Jason Whitlock Renames ESPN As ‘EPCN’ For Political Correctness
FS1 host Jason Whitlock is calling out ESPN for political correctness by satirically renaming the sports network EPCN.
After two tours of duty with ESPN, the controversial Whitlock — the former Kansas City Star columnist — is back with Fox Sports.
With Colin Cowherd, another ESPN expatriate, Whitlock is the co-host of Speak For Yourself, an offering on the Fox Sports 1 TV channel airing weekdays at 5 p.m.
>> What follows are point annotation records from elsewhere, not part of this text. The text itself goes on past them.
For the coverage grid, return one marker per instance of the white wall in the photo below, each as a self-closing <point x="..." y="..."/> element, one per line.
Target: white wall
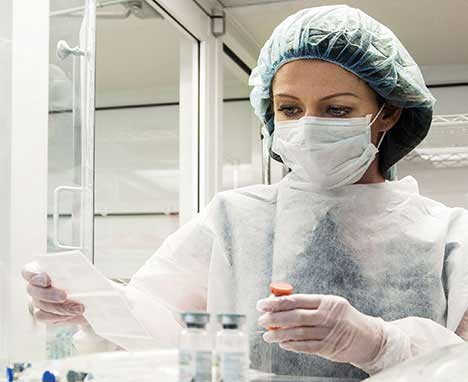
<point x="23" y="158"/>
<point x="447" y="185"/>
<point x="5" y="133"/>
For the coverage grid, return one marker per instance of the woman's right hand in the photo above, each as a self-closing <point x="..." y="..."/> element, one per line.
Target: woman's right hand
<point x="52" y="303"/>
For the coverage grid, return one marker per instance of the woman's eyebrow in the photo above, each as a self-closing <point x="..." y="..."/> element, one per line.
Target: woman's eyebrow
<point x="338" y="94"/>
<point x="285" y="95"/>
<point x="321" y="99"/>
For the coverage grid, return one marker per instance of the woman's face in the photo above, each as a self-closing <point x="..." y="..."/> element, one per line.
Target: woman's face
<point x="318" y="88"/>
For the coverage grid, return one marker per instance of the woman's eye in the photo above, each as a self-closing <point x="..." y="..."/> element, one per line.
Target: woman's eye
<point x="289" y="111"/>
<point x="338" y="111"/>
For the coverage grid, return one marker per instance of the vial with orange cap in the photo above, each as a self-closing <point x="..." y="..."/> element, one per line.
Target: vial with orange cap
<point x="280" y="288"/>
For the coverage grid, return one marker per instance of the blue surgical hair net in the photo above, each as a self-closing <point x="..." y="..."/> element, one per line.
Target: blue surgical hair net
<point x="358" y="43"/>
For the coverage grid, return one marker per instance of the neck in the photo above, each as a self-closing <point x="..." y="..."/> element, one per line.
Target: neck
<point x="372" y="175"/>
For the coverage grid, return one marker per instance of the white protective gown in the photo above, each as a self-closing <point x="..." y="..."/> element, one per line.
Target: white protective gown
<point x="390" y="251"/>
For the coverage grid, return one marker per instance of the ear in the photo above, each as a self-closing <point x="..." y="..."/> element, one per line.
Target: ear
<point x="389" y="117"/>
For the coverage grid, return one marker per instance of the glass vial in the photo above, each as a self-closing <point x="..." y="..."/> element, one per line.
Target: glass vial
<point x="195" y="355"/>
<point x="232" y="349"/>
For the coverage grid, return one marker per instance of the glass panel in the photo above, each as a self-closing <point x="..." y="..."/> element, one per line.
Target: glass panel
<point x="71" y="137"/>
<point x="137" y="139"/>
<point x="241" y="131"/>
<point x="71" y="124"/>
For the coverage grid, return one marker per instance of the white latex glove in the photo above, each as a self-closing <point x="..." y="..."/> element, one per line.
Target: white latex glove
<point x="51" y="303"/>
<point x="330" y="327"/>
<point x="322" y="324"/>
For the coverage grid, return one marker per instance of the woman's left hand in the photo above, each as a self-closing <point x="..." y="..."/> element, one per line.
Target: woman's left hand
<point x="324" y="325"/>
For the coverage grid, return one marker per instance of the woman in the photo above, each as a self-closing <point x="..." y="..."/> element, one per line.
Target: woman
<point x="380" y="271"/>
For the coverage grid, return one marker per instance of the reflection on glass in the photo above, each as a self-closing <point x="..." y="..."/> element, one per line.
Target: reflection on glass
<point x="137" y="140"/>
<point x="241" y="131"/>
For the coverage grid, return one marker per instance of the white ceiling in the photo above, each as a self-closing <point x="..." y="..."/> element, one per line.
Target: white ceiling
<point x="138" y="59"/>
<point x="434" y="32"/>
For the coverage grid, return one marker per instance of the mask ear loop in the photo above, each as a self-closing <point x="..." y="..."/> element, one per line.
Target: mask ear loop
<point x="373" y="120"/>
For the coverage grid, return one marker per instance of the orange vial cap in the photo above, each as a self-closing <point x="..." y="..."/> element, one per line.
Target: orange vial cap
<point x="280" y="288"/>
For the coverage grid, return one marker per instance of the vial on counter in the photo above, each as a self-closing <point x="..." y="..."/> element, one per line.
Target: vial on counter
<point x="195" y="354"/>
<point x="232" y="350"/>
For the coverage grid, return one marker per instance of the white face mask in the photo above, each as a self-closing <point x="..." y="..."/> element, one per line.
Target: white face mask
<point x="327" y="152"/>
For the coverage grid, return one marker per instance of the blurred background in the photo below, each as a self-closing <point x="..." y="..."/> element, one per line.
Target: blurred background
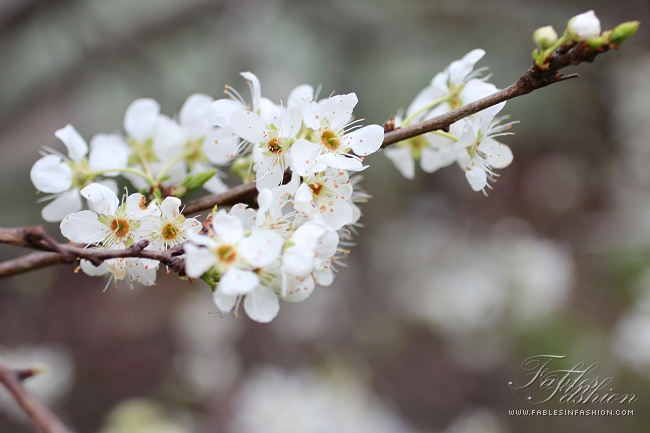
<point x="447" y="291"/>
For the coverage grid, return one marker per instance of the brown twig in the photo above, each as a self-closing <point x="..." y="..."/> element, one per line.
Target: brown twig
<point x="35" y="237"/>
<point x="41" y="416"/>
<point x="535" y="78"/>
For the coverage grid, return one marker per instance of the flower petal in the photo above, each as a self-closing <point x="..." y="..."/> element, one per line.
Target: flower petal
<point x="227" y="227"/>
<point x="197" y="260"/>
<point x="108" y="151"/>
<point x="303" y="155"/>
<point x="403" y="160"/>
<point x="193" y="116"/>
<point x="366" y="140"/>
<point x="65" y="204"/>
<point x="101" y="198"/>
<point x="261" y="248"/>
<point x="238" y="282"/>
<point x="83" y="227"/>
<point x="338" y="110"/>
<point x="224" y="302"/>
<point x="249" y="126"/>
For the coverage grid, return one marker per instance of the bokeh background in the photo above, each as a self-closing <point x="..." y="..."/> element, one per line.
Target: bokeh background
<point x="447" y="291"/>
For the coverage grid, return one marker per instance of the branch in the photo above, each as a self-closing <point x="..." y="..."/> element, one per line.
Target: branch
<point x="535" y="78"/>
<point x="35" y="237"/>
<point x="40" y="415"/>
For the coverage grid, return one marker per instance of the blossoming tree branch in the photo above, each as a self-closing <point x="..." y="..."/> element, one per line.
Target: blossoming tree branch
<point x="291" y="221"/>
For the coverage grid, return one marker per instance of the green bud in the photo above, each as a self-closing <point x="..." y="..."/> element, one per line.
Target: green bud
<point x="623" y="32"/>
<point x="596" y="43"/>
<point x="545" y="37"/>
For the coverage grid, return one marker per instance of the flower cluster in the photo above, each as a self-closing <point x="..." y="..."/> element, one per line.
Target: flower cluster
<point x="256" y="256"/>
<point x="470" y="142"/>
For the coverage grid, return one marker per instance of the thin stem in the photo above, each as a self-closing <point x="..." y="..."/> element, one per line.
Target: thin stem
<point x="429" y="106"/>
<point x="41" y="416"/>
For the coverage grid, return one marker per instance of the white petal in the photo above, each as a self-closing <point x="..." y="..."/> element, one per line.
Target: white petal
<point x="221" y="110"/>
<point x="269" y="174"/>
<point x="262" y="304"/>
<point x="141" y="274"/>
<point x="432" y="159"/>
<point x="101" y="198"/>
<point x="327" y="244"/>
<point x="302" y="288"/>
<point x="338" y="110"/>
<point x="403" y="160"/>
<point x="342" y="162"/>
<point x="170" y="208"/>
<point x="337" y="214"/>
<point x="77" y="147"/>
<point x="238" y="282"/>
<point x="488" y="115"/>
<point x="136" y="206"/>
<point x="301" y="95"/>
<point x="291" y="121"/>
<point x="476" y="177"/>
<point x="51" y="174"/>
<point x="193" y="116"/>
<point x="168" y="139"/>
<point x="261" y="248"/>
<point x="249" y="126"/>
<point x="497" y="155"/>
<point x="220" y="146"/>
<point x="311" y="115"/>
<point x="324" y="277"/>
<point x="224" y="302"/>
<point x="227" y="227"/>
<point x="92" y="270"/>
<point x="256" y="90"/>
<point x="108" y="151"/>
<point x="197" y="260"/>
<point x="298" y="261"/>
<point x="245" y="214"/>
<point x="65" y="204"/>
<point x="366" y="140"/>
<point x="141" y="118"/>
<point x="303" y="155"/>
<point x="475" y="90"/>
<point x="83" y="227"/>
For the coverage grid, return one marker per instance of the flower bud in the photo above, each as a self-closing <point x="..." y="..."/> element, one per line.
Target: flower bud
<point x="624" y="31"/>
<point x="585" y="25"/>
<point x="545" y="37"/>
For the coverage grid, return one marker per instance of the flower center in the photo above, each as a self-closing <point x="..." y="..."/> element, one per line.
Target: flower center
<point x="316" y="188"/>
<point x="275" y="145"/>
<point x="226" y="254"/>
<point x="330" y="139"/>
<point x="120" y="227"/>
<point x="169" y="232"/>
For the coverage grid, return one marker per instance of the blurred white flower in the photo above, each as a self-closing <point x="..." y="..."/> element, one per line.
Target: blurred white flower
<point x="272" y="401"/>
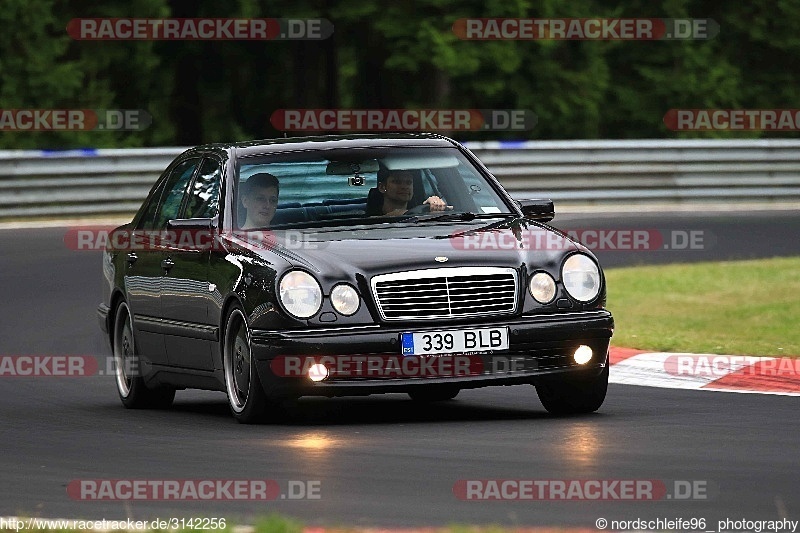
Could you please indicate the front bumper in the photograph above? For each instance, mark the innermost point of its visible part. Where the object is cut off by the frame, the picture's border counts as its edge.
(538, 345)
Eastern time, which appears to be the network’s answer to ESPN’s popular Pardon the Interruption.
Longtime Stephen A. Smith First Take sparring partner Skip Bayless also jumped to FS1 to ESPN and now is the co-host of Undisputed opposite Shannon Sharpe.
Whitlock left the Bristol, Connecticut-based ESPN for the second time in the fall of 2015, several months after losing his gig as editor-in-chief of the long-form sports journalism site The Undefeated, which has been described as the “black Grantland.” The Undefeated finally launched officially on May 17, 2016, although the sports network shut down Grantland in late October 2015, five months after the departure of high-profile editor Bill Simmons, whose HBO show was canceled in early November.
In October, as the Colin Kaepernick take-a-knee national anthem protest continued to produce media chatter especially on ESPN, Kaepernick critic Whitlock claimed that the progressive movement’s intervention into sports is responsible for the unprecedented decline in NFL TV ratings and that the sport culture, by its nature, is conservative.
In an email interview with the Sporting News published yesterday, among other things Whitlock suggested that Speak for Yourself is different from the typical ESPN roundtable because “I think we can score with great chemistry and a non-PC point of view that is in conflict with EPCN,” and which provides an opening for ratings-challenged FS1 to make a move.
“Whitlock believes ESPN has become too politically correct in its coverage of race, sports and social issues. He thinks it’s costing ESPN viewers and providing an opening for FS1 to reach red-state viewers mostly ignored by national networks. ‘Sports culture is not PC or far left. There are no safe spaces in the field of competition,’ he wrote. ‘I think we can differentiate ourselves from EPCN by discussing sports in a way that is authentic to sports culture and sports fans. You can be authentic without being distasteful or disrespectful. Sports culture has long been patriotic, tolerant of diverse backgrounds and perspective and celebratory of meritocracy.'”
For whatever reason or combination of reasons, ESPN has reportedly lost 621,000 subscribers in the month of November alone, and approximately 7 million subscribers in the past two years, according to Outkick the Coverage. Some financial analysts believe that parent company Disney should spin off the self-named Worldwide Leader in Sports, which is on the hook for billions in sports-league programming rights amidst apparently declining revenue.
With controversial opinions all over the map, Jason Whitlock in the past has been alternatively accused by his detractors — many of whom make their feelings known on Twitter — of playing the race card, as well as being a sellout and an Uncle Tom.
“Over the years, Whitlock has taken several unpredictable and often unpopular positions, especially when racial issues intersect with sports,” the New York Times detailed in September of 2010.
He has also recently scolded the social justice warrior tendency of many Twitter users.
About a week ago, ESPN public editor Jim Brady acknowledged in a very lengthy essay that his previously apolitical network has seemingly become overly politicized.
“As it turns out, ESPN is far from immune from the political fever that has afflicted so much of the country over the past year. Internally, there’s a feeling among many staffers — both liberal and conservative — that the company’s perceived move leftward has had a stifling effect on discourse inside the company and has affected its public-facing products. Consumers have sensed that same leftward movement, alienating some…
“‘We’ve done a great job of diversity,’ said longtime ESPN anchor Bob Ley. ‘But the one place we have miles to go is diversity of thought.’ Many ESPN employees I talked to — including liberals and conservatives, most of whom preferred to speak on background — worry that the company’s politics have become a little too obvious, empowering those who feel as if they’re in line with the company’s position and driving underground those who don’t.”
Ex-ESPN baseball analyst Curt Schilling has argued that he’d still have his job there if he’d articulated liberal positions rather than conservative ones, even if the former generated controversy.
Whether you agree or not with Jason Whitlock’s contention that ESPN has become too PC, have your viewing habits changed with regard to the sports network?